# Shapeshifter et Next ..



## fabrice.jc (28 Janvier 2006)

Bonjour,

Je suis sous Tiger et j'utilise Shapeshifter 2.2.

J'ai essayé d'appliquer le thème de Next2 de Swizboy et mes boutons de fenêtres sont verts?????

Y-a-t-il une solution?

Merci.


----------



## Anonyme (28 Janvier 2006)

Le thème n'est pas compatible avec Tiger tout simplement, c'est un thème Panther.


----------



## fabrice.jc (28 Janvier 2006)

C'est ce que je craignais, je suis en train de travailler le thème avec Theme Park pour le rendre compatible Tiger.

J'ai une chance?


----------



## Membre supprimé 2 (28 Janvier 2006)

Bien sûr, il n'y a pas de raison  
Ce post pourra t'être utile  
+ d'infos si tu parles Anglais ici


----------



## fabrice.jc (28 Janvier 2006)

Merci Woa, ça fait vraiment du bien d'avoir de l'aide en français.

Même l'aide de ThemePark n'est pas aussi détaillée???  

J'ai envoyé un mail à l'auteur où se trouvait le binz et comment le "réparer".

Bon y a plus qu' à travailler.
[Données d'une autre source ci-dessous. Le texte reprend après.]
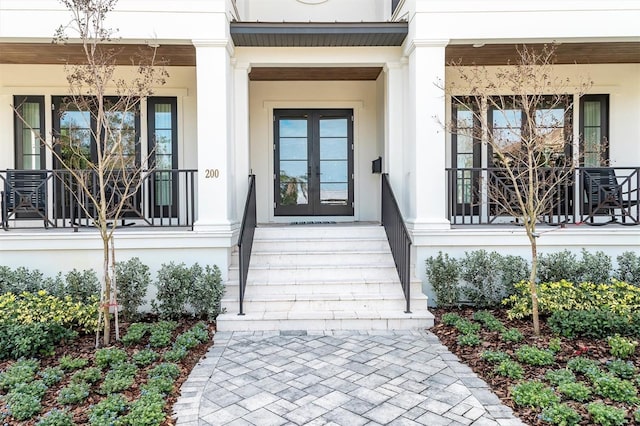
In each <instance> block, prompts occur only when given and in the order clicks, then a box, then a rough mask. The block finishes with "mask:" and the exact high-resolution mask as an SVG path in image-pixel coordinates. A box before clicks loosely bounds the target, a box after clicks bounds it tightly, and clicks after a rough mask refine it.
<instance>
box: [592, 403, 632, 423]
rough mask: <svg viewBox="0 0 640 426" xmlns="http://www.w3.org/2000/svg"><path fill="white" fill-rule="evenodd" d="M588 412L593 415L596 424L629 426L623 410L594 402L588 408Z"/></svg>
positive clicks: (599, 403)
mask: <svg viewBox="0 0 640 426" xmlns="http://www.w3.org/2000/svg"><path fill="white" fill-rule="evenodd" d="M587 411H588V412H589V414H590V415H591V420H592V421H593V423H594V424H597V425H603V426H622V425H625V424H627V420H626V419H625V416H626V412H625V410H623V409H621V408H616V407H612V406H608V405H604V404H602V403H599V402H593V403H591V404H589V405H588V406H587Z"/></svg>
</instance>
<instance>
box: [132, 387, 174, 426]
mask: <svg viewBox="0 0 640 426" xmlns="http://www.w3.org/2000/svg"><path fill="white" fill-rule="evenodd" d="M164 404H165V401H164V396H163V395H162V394H160V393H156V392H149V393H146V394H144V395H142V396H141V397H140V398H139V399H138V400H136V401H134V402H133V403H132V404H131V406H130V410H129V413H128V414H127V415H126V416H124V417H123V418H122V424H123V425H128V426H157V425H160V424H161V423H162V421H163V420H164V418H165V414H164Z"/></svg>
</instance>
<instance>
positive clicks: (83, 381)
mask: <svg viewBox="0 0 640 426" xmlns="http://www.w3.org/2000/svg"><path fill="white" fill-rule="evenodd" d="M100 379H102V371H101V370H100V369H99V368H98V367H89V368H85V369H84V370H80V371H77V372H76V373H75V374H74V375H73V376H71V383H82V382H86V383H97V382H98V381H100Z"/></svg>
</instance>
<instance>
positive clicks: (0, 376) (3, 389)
mask: <svg viewBox="0 0 640 426" xmlns="http://www.w3.org/2000/svg"><path fill="white" fill-rule="evenodd" d="M39 366H40V361H38V360H35V359H21V360H19V361H16V362H14V363H13V364H11V365H10V366H9V367H8V368H7V369H6V370H5V371H4V372H2V373H0V390H4V391H6V390H9V389H12V388H13V387H15V386H16V385H18V384H20V383H29V382H31V381H33V380H34V379H35V377H36V371H37V370H38V367H39Z"/></svg>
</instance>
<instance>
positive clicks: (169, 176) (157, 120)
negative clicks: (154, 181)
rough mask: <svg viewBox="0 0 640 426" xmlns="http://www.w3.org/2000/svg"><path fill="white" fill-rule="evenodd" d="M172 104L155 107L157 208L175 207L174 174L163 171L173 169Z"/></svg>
mask: <svg viewBox="0 0 640 426" xmlns="http://www.w3.org/2000/svg"><path fill="white" fill-rule="evenodd" d="M171 108H172V104H170V103H167V104H163V103H156V104H155V105H154V112H153V114H154V125H155V129H153V130H154V136H155V144H154V150H155V152H154V156H155V162H154V164H155V168H156V170H157V172H156V174H155V192H156V193H155V204H156V206H159V207H161V206H171V205H173V190H172V188H173V174H172V173H171V172H161V170H171V169H173V152H172V151H173V140H172V139H173V128H172V126H173V121H172V111H171Z"/></svg>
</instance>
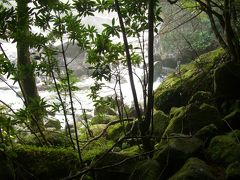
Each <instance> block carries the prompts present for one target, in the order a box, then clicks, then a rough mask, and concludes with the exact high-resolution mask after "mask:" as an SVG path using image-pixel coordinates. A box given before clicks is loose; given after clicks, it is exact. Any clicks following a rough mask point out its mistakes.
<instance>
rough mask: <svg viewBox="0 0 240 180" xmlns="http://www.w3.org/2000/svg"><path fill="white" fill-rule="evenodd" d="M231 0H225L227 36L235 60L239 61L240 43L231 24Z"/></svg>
mask: <svg viewBox="0 0 240 180" xmlns="http://www.w3.org/2000/svg"><path fill="white" fill-rule="evenodd" d="M231 5H232V4H231V0H224V20H225V36H226V41H227V45H228V49H229V52H230V54H231V57H232V59H233V61H239V59H240V57H239V50H240V49H239V44H238V39H237V37H235V32H234V31H233V29H232V24H231Z"/></svg>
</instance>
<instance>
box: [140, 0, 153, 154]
mask: <svg viewBox="0 0 240 180" xmlns="http://www.w3.org/2000/svg"><path fill="white" fill-rule="evenodd" d="M154 6H155V1H154V0H149V1H148V101H147V111H146V115H145V118H144V121H143V123H142V124H141V125H140V130H141V135H142V137H143V139H142V140H143V149H144V150H145V151H147V152H148V151H151V150H152V148H153V147H152V145H151V139H150V133H149V128H150V124H151V121H152V113H153V101H154V100H153V75H154V54H153V53H154V52H153V51H154ZM152 126H153V125H152Z"/></svg>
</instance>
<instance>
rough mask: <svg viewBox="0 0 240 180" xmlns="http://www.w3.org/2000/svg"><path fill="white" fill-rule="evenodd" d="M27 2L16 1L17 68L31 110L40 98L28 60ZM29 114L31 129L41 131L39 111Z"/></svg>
mask: <svg viewBox="0 0 240 180" xmlns="http://www.w3.org/2000/svg"><path fill="white" fill-rule="evenodd" d="M28 2H29V1H28V0H17V37H16V41H17V67H18V72H19V74H18V75H19V82H20V87H21V89H22V93H23V95H24V98H25V103H26V106H27V107H29V108H33V104H34V103H36V102H37V101H39V100H40V97H39V95H38V91H37V86H36V81H35V74H34V67H33V64H32V62H31V60H30V52H29V35H30V32H29V8H28ZM31 113H32V121H31V126H32V129H33V130H35V131H41V130H43V129H44V126H43V117H42V114H41V112H40V111H39V109H34V110H33V111H32V112H31Z"/></svg>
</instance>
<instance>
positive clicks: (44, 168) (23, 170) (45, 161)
mask: <svg viewBox="0 0 240 180" xmlns="http://www.w3.org/2000/svg"><path fill="white" fill-rule="evenodd" d="M12 151H13V152H14V153H15V157H12V161H13V162H14V163H15V165H16V166H17V168H16V172H15V173H16V175H17V176H18V178H19V179H21V178H23V179H31V178H33V177H37V178H38V179H60V178H63V177H67V176H68V175H69V174H70V173H71V172H74V171H76V170H77V169H78V167H77V166H79V159H78V156H77V154H76V153H75V152H74V151H73V150H72V149H63V148H46V147H35V146H16V147H14V149H13V150H12Z"/></svg>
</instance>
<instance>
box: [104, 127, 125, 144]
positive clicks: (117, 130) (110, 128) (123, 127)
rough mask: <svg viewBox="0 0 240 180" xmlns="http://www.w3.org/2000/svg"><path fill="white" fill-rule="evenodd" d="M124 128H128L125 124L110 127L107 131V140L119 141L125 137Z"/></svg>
mask: <svg viewBox="0 0 240 180" xmlns="http://www.w3.org/2000/svg"><path fill="white" fill-rule="evenodd" d="M124 127H126V123H125V126H124V125H123V124H120V123H118V124H114V125H112V126H110V127H109V128H108V130H107V139H109V140H113V141H117V140H119V138H120V137H122V136H124Z"/></svg>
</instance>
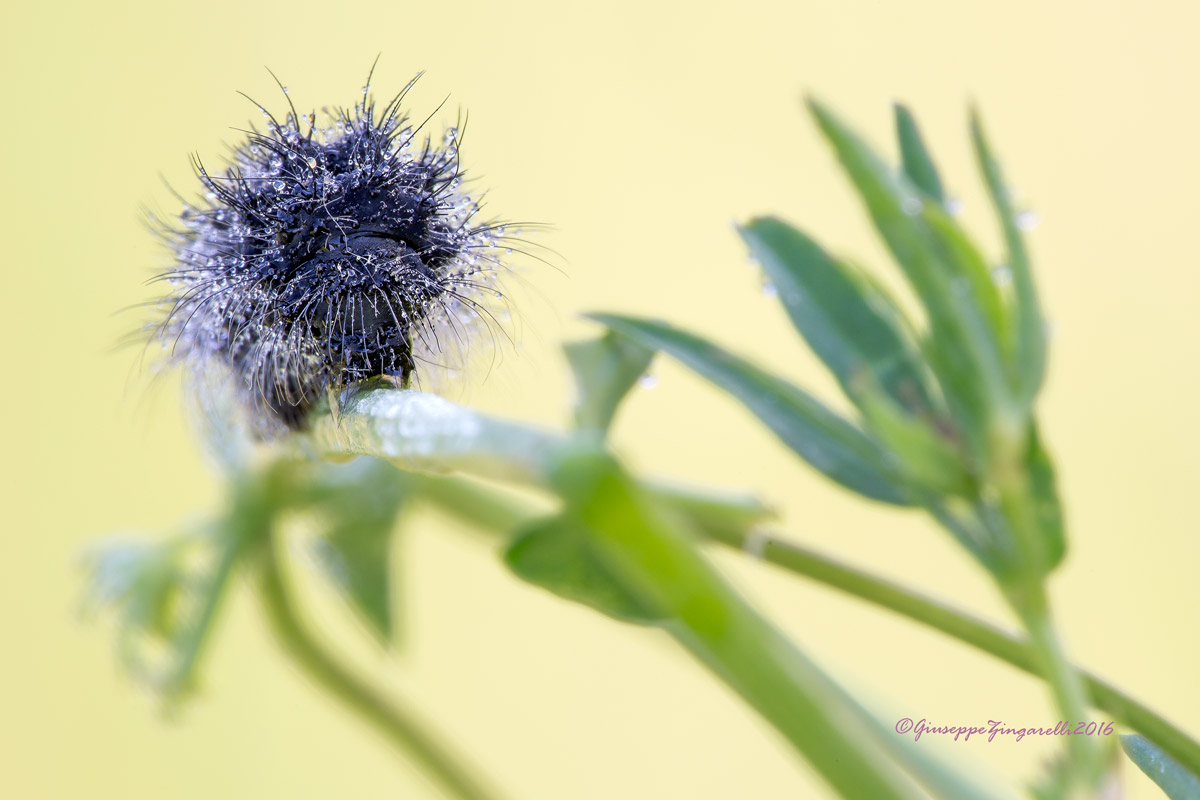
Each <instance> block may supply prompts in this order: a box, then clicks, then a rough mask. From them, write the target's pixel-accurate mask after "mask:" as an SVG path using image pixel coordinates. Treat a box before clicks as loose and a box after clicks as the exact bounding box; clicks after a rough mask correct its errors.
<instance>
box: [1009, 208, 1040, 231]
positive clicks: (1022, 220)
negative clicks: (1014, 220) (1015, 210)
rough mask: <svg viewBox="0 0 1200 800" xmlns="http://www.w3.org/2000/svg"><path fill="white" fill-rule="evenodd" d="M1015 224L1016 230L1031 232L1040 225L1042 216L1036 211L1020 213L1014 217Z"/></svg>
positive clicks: (1022, 212)
mask: <svg viewBox="0 0 1200 800" xmlns="http://www.w3.org/2000/svg"><path fill="white" fill-rule="evenodd" d="M1015 223H1016V229H1018V230H1025V231H1028V230H1033V229H1034V228H1037V227H1038V225H1039V224H1042V215H1040V213H1038V212H1037V211H1021V212H1020V213H1018V215H1016V219H1015Z"/></svg>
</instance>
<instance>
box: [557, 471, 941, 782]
mask: <svg viewBox="0 0 1200 800" xmlns="http://www.w3.org/2000/svg"><path fill="white" fill-rule="evenodd" d="M552 481H553V486H554V487H556V488H557V489H558V492H559V493H560V495H562V497H563V499H564V501H565V513H566V515H568V516H569V517H570V518H571V519H574V521H576V522H577V524H578V525H580V527H581V531H582V533H583V535H584V536H586V537H587V539H588V541H589V542H593V543H594V545H595V547H596V552H598V554H599V555H600V557H601V558H604V560H605V563H607V564H611V565H612V570H613V572H614V573H616V575H619V576H620V577H622V579H623V581H625V582H628V585H629V588H630V589H631V590H632V591H634V593H636V594H637V596H641V597H646V599H647V600H648V601H649V602H653V603H654V604H655V606H656V607H660V608H662V609H664V610H665V612H666V613H667V614H670V618H671V621H670V622H668V624H667V625H665V626H664V627H665V630H666V631H667V632H670V633H671V634H672V636H674V637H676V639H677V640H678V642H679V643H680V644H682V645H684V646H685V648H688V649H689V650H690V651H691V652H692V655H695V656H696V657H697V658H698V660H700V661H701V662H702V663H704V664H706V666H707V667H708V668H709V669H712V670H713V672H714V673H715V674H716V675H719V676H720V678H721V679H722V680H725V681H726V684H727V685H728V686H730V687H731V688H732V690H734V691H737V692H738V693H740V694H742V697H743V698H745V699H746V700H748V702H749V703H750V704H751V705H752V706H754V708H755V709H757V711H758V712H760V714H762V716H763V717H764V718H766V720H767V721H768V722H770V723H772V724H774V726H775V728H776V729H778V730H779V732H780V733H781V734H784V735H785V736H786V738H787V740H788V741H790V742H791V744H792V745H793V746H794V747H796V750H797V752H799V753H802V754H803V756H804V757H805V758H806V759H809V762H810V763H811V764H812V766H814V768H815V769H816V770H817V771H818V772H820V774H821V775H822V776H823V777H824V778H826V780H827V781H828V782H829V784H830V786H832V787H833V788H834V789H835V790H836V792H838V794H839V795H840V796H845V798H871V799H872V800H901V799H902V800H916V798H917V796H918V793H917V792H916V789H913V788H911V786H910V783H908V781H907V778H905V777H904V776H902V775H900V772H899V770H896V769H895V766H894V765H893V764H892V763H890V762H889V760H888V759H887V758H884V757H883V753H882V752H881V750H880V746H878V745H877V744H876V742H874V741H869V735H868V734H869V730H866V729H865V728H864V724H863V723H862V722H860V721H859V720H857V718H854V716H853V714H852V710H851V709H848V708H847V704H846V703H845V702H844V692H842V690H841V688H840V687H839V686H838V685H836V684H835V682H834V681H833V679H830V678H829V676H828V675H827V674H826V673H824V672H823V670H822V669H821V668H820V667H817V666H816V664H815V663H812V661H810V660H809V658H808V657H806V656H805V655H804V654H803V652H800V651H799V650H798V649H797V648H796V646H794V645H793V644H792V643H791V642H790V640H787V639H786V638H785V637H784V636H782V634H781V633H780V632H779V631H778V630H776V628H775V627H774V626H773V625H770V624H769V622H767V621H766V620H764V619H763V618H762V616H761V615H758V614H757V613H756V612H755V610H754V609H752V608H751V607H750V606H749V604H748V603H746V602H745V601H744V600H743V599H742V597H740V596H739V595H738V594H737V593H736V591H734V590H733V589H732V588H730V587H728V584H726V583H725V582H724V581H722V579H721V578H720V576H719V575H718V573H716V571H715V570H714V569H713V567H712V565H710V564H708V561H707V560H706V559H704V558H703V557H702V555H701V554H700V552H698V549H697V547H696V542H695V540H694V537H692V536H691V535H690V531H689V530H688V529H685V528H680V527H678V525H676V524H674V523H673V521H672V519H671V518H670V517H667V516H664V515H661V513H659V511H660V507H659V506H656V505H655V504H654V503H653V501H652V499H650V498H649V497H647V495H646V494H644V493H642V492H641V491H640V488H638V487H637V485H636V483H635V482H634V481H632V480H631V479H630V476H629V475H628V474H626V473H625V471H624V470H623V469H622V468H620V465H619V464H618V463H617V462H616V461H614V459H613V458H612V457H611V456H610V455H607V453H604V452H576V453H571V455H566V456H564V457H563V458H560V461H559V463H558V465H557V468H556V469H554V471H553V474H552Z"/></svg>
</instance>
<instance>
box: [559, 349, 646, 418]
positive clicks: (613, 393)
mask: <svg viewBox="0 0 1200 800" xmlns="http://www.w3.org/2000/svg"><path fill="white" fill-rule="evenodd" d="M563 349H564V350H565V353H566V360H568V362H570V365H571V372H572V373H575V383H576V391H577V392H578V398H577V402H576V405H575V425H576V427H578V428H580V429H581V431H599V432H601V433H602V432H606V431H607V429H608V426H610V425H612V419H613V416H614V415H616V413H617V408H618V407H619V405H620V402H622V401H623V399H624V398H625V395H626V393H628V392H629V390H630V389H632V387H634V384H635V383H637V379H638V378H641V375H642V373H644V372H646V369H647V368H648V367H649V366H650V361H652V360H653V359H654V350H647V349H646V348H643V347H642V345H640V344H637V343H636V342H634V341H631V339H629V338H626V337H620V336H616V335H613V333H612V332H611V331H610V332H607V333H605V335H604V336H601V337H599V338H595V339H589V341H586V342H571V343H569V344H566V345H565V347H564V348H563Z"/></svg>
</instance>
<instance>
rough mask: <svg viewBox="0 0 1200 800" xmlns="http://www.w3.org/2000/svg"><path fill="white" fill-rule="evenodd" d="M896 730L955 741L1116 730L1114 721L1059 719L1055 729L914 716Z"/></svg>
mask: <svg viewBox="0 0 1200 800" xmlns="http://www.w3.org/2000/svg"><path fill="white" fill-rule="evenodd" d="M895 729H896V733H899V734H901V735H906V734H910V733H911V734H912V738H913V740H914V741H920V738H922V736H923V735H925V734H926V733H928V734H941V735H944V736H953V738H954V741H958V740H959V739H960V738H961V739H962V741H967V740H970V739H971V736H972V735H976V736H983V738H986V739H988V741H992V740H994V739H995V738H996V736H997V735H1000V736H1013V738H1014V739H1015V740H1016V741H1020V740H1021V739H1025V736H1111V735H1112V732H1114V728H1112V723H1111V722H1080V723H1078V724H1074V726H1072V723H1069V722H1064V721H1058V722H1056V723H1055V726H1054V727H1052V728H1014V727H1010V726H1006V724H1004V722H1003V721H1001V720H988V724H982V726H946V724H934V723H931V722H930V721H929V720H925V718H922V720H920V721H919V722H913V721H912V717H904V718H901V720H899V721H898V722H896V724H895Z"/></svg>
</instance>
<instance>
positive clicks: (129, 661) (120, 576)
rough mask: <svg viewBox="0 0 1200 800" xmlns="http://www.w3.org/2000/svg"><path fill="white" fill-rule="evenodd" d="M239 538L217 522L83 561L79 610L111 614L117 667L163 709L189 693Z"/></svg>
mask: <svg viewBox="0 0 1200 800" xmlns="http://www.w3.org/2000/svg"><path fill="white" fill-rule="evenodd" d="M242 533H245V531H244V530H242V529H241V528H239V527H238V525H232V524H228V521H222V522H221V523H214V524H206V525H203V527H200V528H197V529H196V530H190V531H186V533H184V534H179V535H176V536H172V537H168V539H166V540H163V541H160V542H139V541H126V542H115V543H113V545H108V546H106V547H101V548H98V549H96V551H95V552H92V553H91V554H89V557H88V558H86V559H85V563H84V565H85V569H86V570H88V588H86V594H85V599H86V600H85V604H86V606H88V607H89V608H100V607H107V608H109V609H112V610H113V612H115V614H116V618H118V631H116V646H118V652H119V655H120V658H121V663H122V666H124V667H125V669H126V670H127V672H128V673H130V674H131V675H132V676H133V678H134V679H137V680H139V681H142V682H143V684H145V685H146V686H148V687H149V688H150V690H151V691H154V692H155V693H157V694H158V696H161V697H162V698H163V699H164V700H166V702H167V704H168V708H174V706H176V705H178V704H179V703H180V702H182V700H184V699H185V698H186V696H187V694H188V693H190V692H191V691H192V690H194V688H196V684H197V668H198V666H199V661H200V654H202V650H203V646H204V644H205V643H206V640H208V638H209V634H210V632H211V627H212V624H214V621H215V619H216V612H217V608H218V607H220V604H221V601H222V599H223V596H224V594H226V590H227V589H228V585H229V579H230V576H232V573H233V570H234V567H235V565H236V563H238V558H239V555H240V553H241V551H242V536H241V534H242Z"/></svg>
Merci encore. :love:


----------



## ultra' (28 Janvier 2006)

Themepark est en cours d'update afin qu'il soit plus facile d'utilisation, il devrait être dispo d'ici très très très peu de temps.

Le créateur travaille dans le même temps à l'update de Shapeshifter, c'est pour cette raison que ça met autant de temps, mais on ne peut pas lui en vouloir 

Woa=>merci pour le lien vers le tuto themepark d'imagine


----------



## fabrice.jc (28 Janvier 2006)

Je crois que je vais prendre mon mal en patience: j'arrive à rien avec l'upgrade de "mon" thème.

C'est plus vert, c'est Aqua avec titres de menus noirs sur fonds JAUNES???  

Bon, bien, merci quand même.

Merci à Ultraman pour tes infos toutes fraîches qui me laissent croire à mon projet. :sleep:

P.S.: Félicitations pour tes sites très réussis et superbemment soignés.


----------



## Anonyme (29 Janvier 2006)

Tu dois faire "Merged With Installed Elements" pour ne pas avoir le look aqua.


----------



## fabrice.jc (31 Janvier 2006)

Ca y est j'abandonne shapeshifter qui est trop gourmand en ressources.

J'ai trouvé un truc plus fastidieux mais qui est plus enrichissant: il suffit d'éditer les fichiers rsrc de ThemePark sans plus ce soucier de ces satannés guikit qui ne correspondent jamais à ceux que l'on désire .

Mais pourquoi donc personne ne propose de fichiers rsrc à télécharger directement ça nous simplifierait la vie non ? Existe-t-il des sites de ce genre? J'en ai pas trouvé sur google.


----------



## Anonyme (31 Janvier 2006)

Il existe peu de thèmes comme cela car ShapeShifter est très utilisé.


----------



## fabrice.jc (1 Février 2006)

Dommage :rateau:


----------